E inoltre, secondo l’Art. 88, “Il Presidente della Repubblica può, sentiti i loro Presidenti, sciogliere le Camere o anche una sola di esse”, azione alla quale abbiamo assistito non molto tempo fa.

Se, però, si dimenticasse di leggere l’Art. 89, la carica presidenziale potrebbe assomigliare una carica assoluta e indipendente; l’Articolo recita, infatti, che “nessun atto del Presidente della Repubblica è valido se non è controfirmato dai ministri proponenti, che ne assumono la responsabilità”. Gli atti che hanno valore legislativo e gli altri indicati dalla legge sono controfirmati anche dal Presidente del Consiglio dei ministri”.

Ma tralasciando le questioni di carattere più politico-amministrativo, perché il Presidente della Repubblica è una carica che “pesa” così tanto?

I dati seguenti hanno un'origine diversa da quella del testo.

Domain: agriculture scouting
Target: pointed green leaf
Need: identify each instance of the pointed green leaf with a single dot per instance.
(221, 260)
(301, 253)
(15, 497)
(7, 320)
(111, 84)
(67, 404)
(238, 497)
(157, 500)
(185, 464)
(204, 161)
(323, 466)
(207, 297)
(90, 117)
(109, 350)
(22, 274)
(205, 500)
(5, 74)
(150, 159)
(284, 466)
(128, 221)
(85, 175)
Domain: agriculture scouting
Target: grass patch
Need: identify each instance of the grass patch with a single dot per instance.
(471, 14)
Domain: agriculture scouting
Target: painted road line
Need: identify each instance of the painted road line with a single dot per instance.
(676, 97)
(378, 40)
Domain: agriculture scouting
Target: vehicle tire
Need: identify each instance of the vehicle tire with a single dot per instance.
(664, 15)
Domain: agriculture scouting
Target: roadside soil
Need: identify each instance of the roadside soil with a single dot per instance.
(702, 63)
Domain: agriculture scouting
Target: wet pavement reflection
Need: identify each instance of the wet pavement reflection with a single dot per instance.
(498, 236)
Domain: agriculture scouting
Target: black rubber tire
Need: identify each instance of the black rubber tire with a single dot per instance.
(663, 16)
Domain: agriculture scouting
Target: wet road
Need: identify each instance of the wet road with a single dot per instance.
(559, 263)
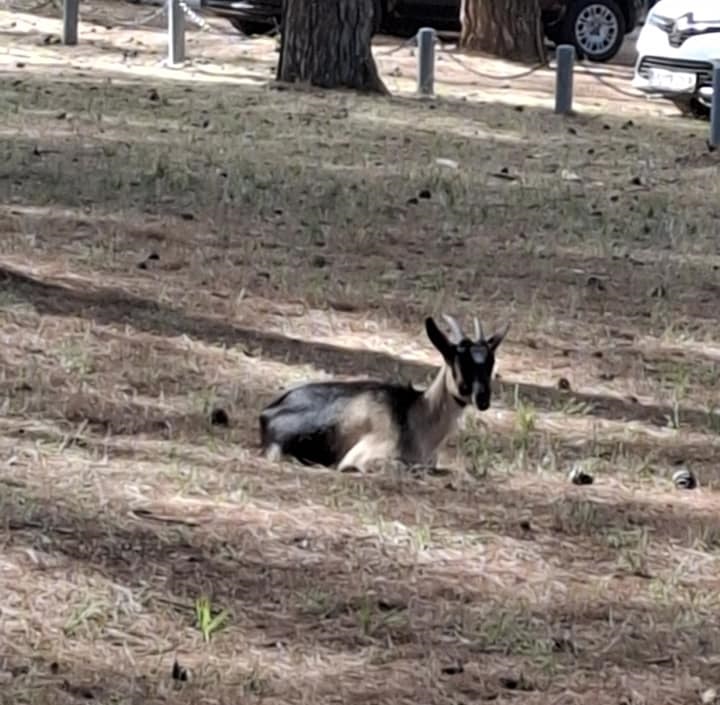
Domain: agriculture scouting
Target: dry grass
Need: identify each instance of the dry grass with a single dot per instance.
(174, 247)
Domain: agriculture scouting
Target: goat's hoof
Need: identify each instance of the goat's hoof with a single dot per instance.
(579, 477)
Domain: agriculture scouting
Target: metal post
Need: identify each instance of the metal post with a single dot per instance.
(426, 61)
(715, 108)
(70, 21)
(176, 33)
(565, 56)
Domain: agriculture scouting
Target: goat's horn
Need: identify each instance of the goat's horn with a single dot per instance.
(454, 328)
(478, 330)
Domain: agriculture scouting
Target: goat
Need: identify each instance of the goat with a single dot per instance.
(351, 424)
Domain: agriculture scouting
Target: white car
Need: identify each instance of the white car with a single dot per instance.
(677, 47)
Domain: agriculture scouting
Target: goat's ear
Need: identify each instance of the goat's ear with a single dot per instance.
(439, 339)
(495, 340)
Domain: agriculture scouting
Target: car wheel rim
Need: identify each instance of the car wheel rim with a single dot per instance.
(596, 29)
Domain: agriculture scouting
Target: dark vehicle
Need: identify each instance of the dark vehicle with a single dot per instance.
(596, 28)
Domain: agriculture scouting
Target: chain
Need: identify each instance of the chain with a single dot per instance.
(613, 87)
(493, 77)
(34, 8)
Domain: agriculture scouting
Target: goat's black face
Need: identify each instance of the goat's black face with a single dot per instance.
(472, 371)
(470, 361)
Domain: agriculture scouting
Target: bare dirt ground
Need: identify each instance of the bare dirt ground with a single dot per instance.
(178, 241)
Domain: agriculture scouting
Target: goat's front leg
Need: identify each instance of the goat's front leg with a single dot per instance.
(365, 452)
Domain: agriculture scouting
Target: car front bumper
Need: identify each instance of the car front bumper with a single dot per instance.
(682, 72)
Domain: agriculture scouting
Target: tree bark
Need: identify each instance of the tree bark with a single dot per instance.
(327, 43)
(511, 29)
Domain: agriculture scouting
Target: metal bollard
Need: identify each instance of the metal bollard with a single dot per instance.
(715, 108)
(71, 10)
(176, 33)
(426, 61)
(565, 55)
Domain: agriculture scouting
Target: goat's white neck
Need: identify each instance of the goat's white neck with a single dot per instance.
(438, 412)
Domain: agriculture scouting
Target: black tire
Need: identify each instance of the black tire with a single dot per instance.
(577, 13)
(248, 27)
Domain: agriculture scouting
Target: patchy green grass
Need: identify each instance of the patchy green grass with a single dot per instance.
(171, 249)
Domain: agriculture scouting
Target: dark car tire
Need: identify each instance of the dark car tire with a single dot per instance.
(575, 12)
(248, 27)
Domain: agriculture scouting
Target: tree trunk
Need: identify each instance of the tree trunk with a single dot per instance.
(511, 29)
(327, 43)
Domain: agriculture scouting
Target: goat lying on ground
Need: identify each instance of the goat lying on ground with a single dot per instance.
(355, 423)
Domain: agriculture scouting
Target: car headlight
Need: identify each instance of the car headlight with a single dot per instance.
(666, 24)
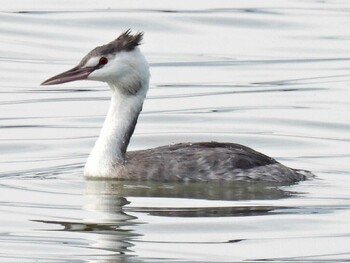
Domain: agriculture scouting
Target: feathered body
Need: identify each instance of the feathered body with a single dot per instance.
(121, 64)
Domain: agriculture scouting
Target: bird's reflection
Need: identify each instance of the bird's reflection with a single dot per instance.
(113, 225)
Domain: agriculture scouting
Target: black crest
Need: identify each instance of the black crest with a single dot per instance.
(125, 42)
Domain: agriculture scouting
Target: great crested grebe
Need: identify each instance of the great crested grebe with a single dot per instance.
(121, 64)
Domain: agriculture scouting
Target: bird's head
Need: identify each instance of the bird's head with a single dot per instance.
(119, 63)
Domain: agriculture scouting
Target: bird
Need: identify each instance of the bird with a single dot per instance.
(122, 65)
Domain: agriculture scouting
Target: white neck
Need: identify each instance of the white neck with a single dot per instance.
(110, 148)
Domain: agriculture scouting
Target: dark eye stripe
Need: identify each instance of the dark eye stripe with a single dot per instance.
(103, 61)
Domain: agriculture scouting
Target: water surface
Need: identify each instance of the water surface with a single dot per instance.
(270, 75)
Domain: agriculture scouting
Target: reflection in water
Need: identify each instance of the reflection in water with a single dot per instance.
(114, 229)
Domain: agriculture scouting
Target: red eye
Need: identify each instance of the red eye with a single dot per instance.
(103, 61)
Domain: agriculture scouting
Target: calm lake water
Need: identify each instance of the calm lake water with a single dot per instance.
(272, 75)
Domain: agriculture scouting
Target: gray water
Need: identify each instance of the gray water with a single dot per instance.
(272, 75)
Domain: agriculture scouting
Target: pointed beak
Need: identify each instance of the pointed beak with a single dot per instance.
(73, 74)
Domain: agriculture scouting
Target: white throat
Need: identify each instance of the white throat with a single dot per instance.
(110, 148)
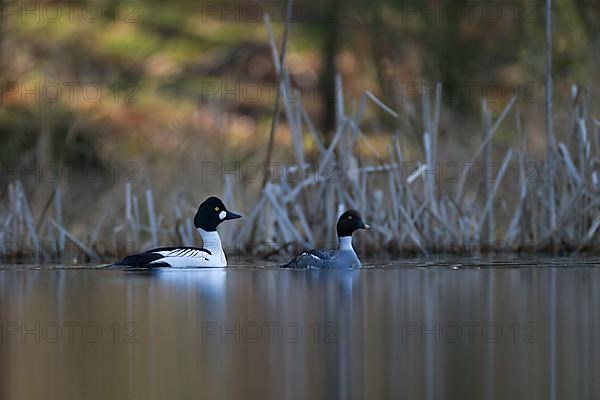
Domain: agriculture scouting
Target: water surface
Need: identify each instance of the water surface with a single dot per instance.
(415, 330)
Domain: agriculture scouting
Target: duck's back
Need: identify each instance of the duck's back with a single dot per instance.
(329, 259)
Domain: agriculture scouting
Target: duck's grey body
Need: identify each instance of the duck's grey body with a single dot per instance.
(344, 257)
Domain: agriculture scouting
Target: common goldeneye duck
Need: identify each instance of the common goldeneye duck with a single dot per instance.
(209, 215)
(344, 257)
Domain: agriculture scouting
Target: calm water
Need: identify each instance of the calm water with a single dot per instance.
(519, 330)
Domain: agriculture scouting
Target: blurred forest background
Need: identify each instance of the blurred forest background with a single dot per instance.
(145, 92)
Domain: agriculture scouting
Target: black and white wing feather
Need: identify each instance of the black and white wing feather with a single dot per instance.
(159, 257)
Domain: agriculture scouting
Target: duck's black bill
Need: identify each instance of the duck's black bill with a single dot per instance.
(231, 215)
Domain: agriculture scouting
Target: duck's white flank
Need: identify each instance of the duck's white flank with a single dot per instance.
(346, 243)
(182, 258)
(211, 241)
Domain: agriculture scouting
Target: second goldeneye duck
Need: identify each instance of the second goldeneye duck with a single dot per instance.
(344, 257)
(210, 214)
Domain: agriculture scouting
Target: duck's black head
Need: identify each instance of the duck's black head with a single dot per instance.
(349, 222)
(211, 213)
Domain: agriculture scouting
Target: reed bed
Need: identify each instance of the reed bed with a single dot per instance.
(553, 208)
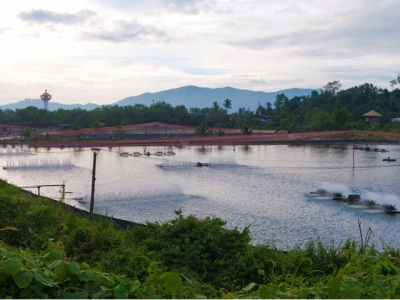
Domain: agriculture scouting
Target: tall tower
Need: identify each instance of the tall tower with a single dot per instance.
(46, 97)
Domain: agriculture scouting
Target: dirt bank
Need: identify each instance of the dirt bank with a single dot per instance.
(254, 139)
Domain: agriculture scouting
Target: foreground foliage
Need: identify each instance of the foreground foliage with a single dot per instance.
(47, 251)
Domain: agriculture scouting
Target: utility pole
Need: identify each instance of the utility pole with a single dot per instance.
(95, 151)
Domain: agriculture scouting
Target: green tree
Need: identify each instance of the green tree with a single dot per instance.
(215, 106)
(332, 87)
(202, 130)
(341, 117)
(321, 120)
(227, 104)
(246, 130)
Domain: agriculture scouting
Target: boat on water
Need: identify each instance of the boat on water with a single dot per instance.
(353, 199)
(389, 159)
(199, 164)
(319, 193)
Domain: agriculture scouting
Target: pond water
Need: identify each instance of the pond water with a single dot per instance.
(264, 187)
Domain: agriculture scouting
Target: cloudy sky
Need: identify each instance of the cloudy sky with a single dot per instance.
(102, 51)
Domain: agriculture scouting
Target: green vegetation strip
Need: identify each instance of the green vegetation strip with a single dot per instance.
(48, 251)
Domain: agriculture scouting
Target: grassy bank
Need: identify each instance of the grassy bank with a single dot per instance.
(49, 251)
(239, 139)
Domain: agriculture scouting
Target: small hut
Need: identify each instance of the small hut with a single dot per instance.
(372, 117)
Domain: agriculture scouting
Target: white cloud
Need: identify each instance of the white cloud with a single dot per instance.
(122, 47)
(40, 16)
(124, 31)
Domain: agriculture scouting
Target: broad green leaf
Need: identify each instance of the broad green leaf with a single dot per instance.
(61, 271)
(86, 275)
(57, 253)
(104, 280)
(43, 278)
(92, 287)
(267, 291)
(70, 295)
(73, 268)
(133, 285)
(12, 266)
(26, 293)
(55, 263)
(121, 292)
(249, 287)
(353, 288)
(85, 266)
(23, 279)
(334, 285)
(172, 281)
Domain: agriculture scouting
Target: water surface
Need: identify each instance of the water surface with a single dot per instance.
(261, 187)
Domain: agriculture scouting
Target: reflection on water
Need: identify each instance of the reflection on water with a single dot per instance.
(264, 187)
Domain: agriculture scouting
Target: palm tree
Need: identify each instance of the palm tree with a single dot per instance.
(215, 106)
(227, 104)
(202, 130)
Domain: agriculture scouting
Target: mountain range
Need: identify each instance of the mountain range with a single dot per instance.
(189, 96)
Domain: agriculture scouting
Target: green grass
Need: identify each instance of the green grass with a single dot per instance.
(56, 253)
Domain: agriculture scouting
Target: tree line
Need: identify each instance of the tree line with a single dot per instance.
(328, 109)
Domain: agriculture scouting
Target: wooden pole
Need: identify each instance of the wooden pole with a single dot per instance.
(95, 151)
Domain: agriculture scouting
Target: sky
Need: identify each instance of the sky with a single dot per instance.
(102, 51)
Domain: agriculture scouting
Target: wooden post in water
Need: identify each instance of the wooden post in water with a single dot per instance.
(95, 151)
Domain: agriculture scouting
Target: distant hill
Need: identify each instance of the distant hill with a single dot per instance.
(189, 96)
(52, 105)
(193, 96)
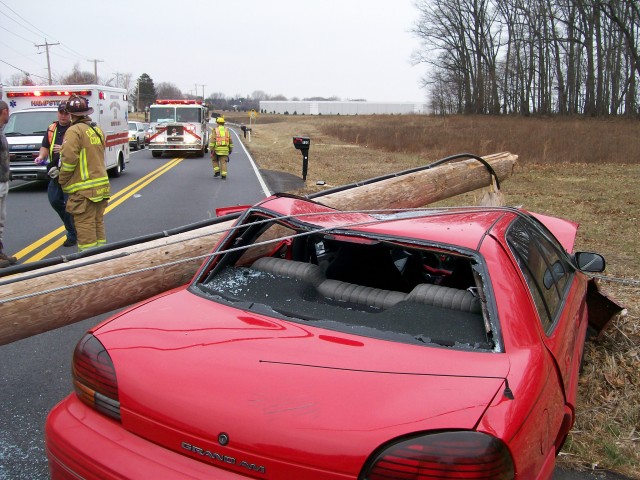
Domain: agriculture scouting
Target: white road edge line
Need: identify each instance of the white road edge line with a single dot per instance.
(263, 184)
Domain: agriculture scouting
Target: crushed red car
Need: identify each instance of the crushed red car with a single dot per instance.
(321, 344)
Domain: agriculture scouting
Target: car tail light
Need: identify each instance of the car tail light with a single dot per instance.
(94, 377)
(469, 455)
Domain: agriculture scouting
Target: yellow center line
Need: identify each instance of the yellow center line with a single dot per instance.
(119, 197)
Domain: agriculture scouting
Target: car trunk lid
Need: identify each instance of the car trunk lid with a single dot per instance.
(260, 395)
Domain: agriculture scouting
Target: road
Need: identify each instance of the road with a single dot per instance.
(152, 195)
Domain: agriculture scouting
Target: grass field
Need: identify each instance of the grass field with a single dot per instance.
(584, 170)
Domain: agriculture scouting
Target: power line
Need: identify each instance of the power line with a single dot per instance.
(20, 70)
(13, 33)
(47, 45)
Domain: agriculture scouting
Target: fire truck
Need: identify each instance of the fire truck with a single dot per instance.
(178, 125)
(33, 108)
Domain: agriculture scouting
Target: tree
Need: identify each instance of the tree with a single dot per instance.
(144, 93)
(531, 56)
(77, 77)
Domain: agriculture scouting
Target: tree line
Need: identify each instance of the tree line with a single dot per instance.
(531, 56)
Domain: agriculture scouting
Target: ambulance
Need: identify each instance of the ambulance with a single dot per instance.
(33, 108)
(178, 125)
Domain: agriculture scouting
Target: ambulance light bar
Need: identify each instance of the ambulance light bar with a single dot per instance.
(48, 93)
(179, 102)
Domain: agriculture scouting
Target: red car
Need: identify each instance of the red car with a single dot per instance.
(321, 344)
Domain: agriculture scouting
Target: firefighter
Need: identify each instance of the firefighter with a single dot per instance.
(83, 175)
(51, 145)
(220, 146)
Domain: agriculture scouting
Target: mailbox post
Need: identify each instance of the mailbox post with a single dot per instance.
(303, 144)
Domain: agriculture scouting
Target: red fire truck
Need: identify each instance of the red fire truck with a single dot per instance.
(178, 125)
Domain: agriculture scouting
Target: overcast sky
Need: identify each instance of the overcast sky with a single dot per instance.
(351, 49)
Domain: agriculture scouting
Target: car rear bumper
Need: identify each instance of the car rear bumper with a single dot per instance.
(82, 443)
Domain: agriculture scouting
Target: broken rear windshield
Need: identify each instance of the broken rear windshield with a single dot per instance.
(373, 287)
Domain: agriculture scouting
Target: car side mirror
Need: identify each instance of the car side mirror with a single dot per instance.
(590, 262)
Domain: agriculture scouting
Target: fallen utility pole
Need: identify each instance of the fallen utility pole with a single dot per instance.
(107, 281)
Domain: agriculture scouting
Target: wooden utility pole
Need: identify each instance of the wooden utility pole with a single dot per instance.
(84, 288)
(95, 69)
(47, 45)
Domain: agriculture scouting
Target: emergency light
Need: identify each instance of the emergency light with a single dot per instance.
(178, 102)
(48, 93)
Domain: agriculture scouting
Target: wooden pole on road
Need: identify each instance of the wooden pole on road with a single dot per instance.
(83, 288)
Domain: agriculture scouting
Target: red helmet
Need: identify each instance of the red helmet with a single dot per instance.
(78, 106)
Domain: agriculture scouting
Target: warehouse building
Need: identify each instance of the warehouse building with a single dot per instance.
(304, 107)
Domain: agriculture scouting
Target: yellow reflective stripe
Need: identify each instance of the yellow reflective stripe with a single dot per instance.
(98, 182)
(82, 163)
(52, 142)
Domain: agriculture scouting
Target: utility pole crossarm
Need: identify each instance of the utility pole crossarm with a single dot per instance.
(47, 45)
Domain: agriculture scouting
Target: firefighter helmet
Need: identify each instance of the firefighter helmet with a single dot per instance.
(78, 106)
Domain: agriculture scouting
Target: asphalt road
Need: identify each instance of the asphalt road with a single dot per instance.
(157, 194)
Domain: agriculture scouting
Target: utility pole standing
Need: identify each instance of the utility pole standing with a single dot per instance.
(47, 45)
(95, 69)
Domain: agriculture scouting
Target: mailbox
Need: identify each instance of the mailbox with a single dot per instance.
(303, 144)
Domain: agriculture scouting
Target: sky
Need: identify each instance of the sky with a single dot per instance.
(350, 49)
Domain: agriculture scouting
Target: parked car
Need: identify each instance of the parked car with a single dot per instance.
(321, 344)
(136, 135)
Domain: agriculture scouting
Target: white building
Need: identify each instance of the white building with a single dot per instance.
(304, 107)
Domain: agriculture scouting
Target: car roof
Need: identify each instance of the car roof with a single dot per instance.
(464, 227)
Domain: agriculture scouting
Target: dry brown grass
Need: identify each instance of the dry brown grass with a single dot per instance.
(584, 170)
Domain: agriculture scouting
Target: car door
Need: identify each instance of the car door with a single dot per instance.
(558, 294)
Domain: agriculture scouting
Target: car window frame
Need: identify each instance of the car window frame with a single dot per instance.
(541, 295)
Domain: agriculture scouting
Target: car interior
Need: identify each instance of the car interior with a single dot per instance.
(383, 289)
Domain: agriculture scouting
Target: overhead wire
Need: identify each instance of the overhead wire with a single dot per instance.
(76, 56)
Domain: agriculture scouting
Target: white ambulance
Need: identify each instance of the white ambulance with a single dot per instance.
(33, 108)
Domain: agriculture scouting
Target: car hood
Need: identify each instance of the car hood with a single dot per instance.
(190, 370)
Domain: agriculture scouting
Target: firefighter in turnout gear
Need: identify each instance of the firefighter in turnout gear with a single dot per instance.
(83, 175)
(220, 146)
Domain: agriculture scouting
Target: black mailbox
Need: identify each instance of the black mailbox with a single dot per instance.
(303, 144)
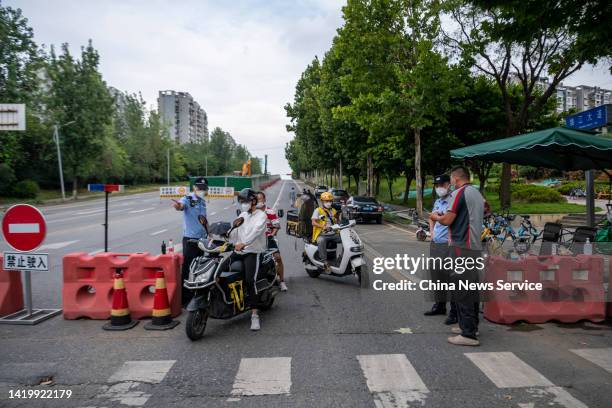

Il ruolo del Capo dello Stato, come è chiaro, è focalizzato solo in parte su questioni propriamente politiche: nella figura del Presidente si riflette l’immagine dell’Italia stessa e delle sue conquiste e problematiche: che sia una vittoria sportiva, un riconoscimento cinematografico o una grave crisi sociale, il Capo dello Stato è chiamato ad essere presente e a impersonare sempre una guida morale e comportamentale. Diventa così fondamentale per una figura così rilevante l’attivismo sociale e la capacità di intervento in situazioni complesse.

In un momento così difficile per il Paese, questa è una carica che però pesa ancor di più ed è per questo motivo che diventa decisivo trovare il giusto profilo. Sarà, dunque, all’inizio del 2022 che si capirà proprio attraverso l’elezione del prossimo Presidente della Repubblica come l’Italia si affaccerà al nuovo anno, a nuovi problemi e a nuove vittorie.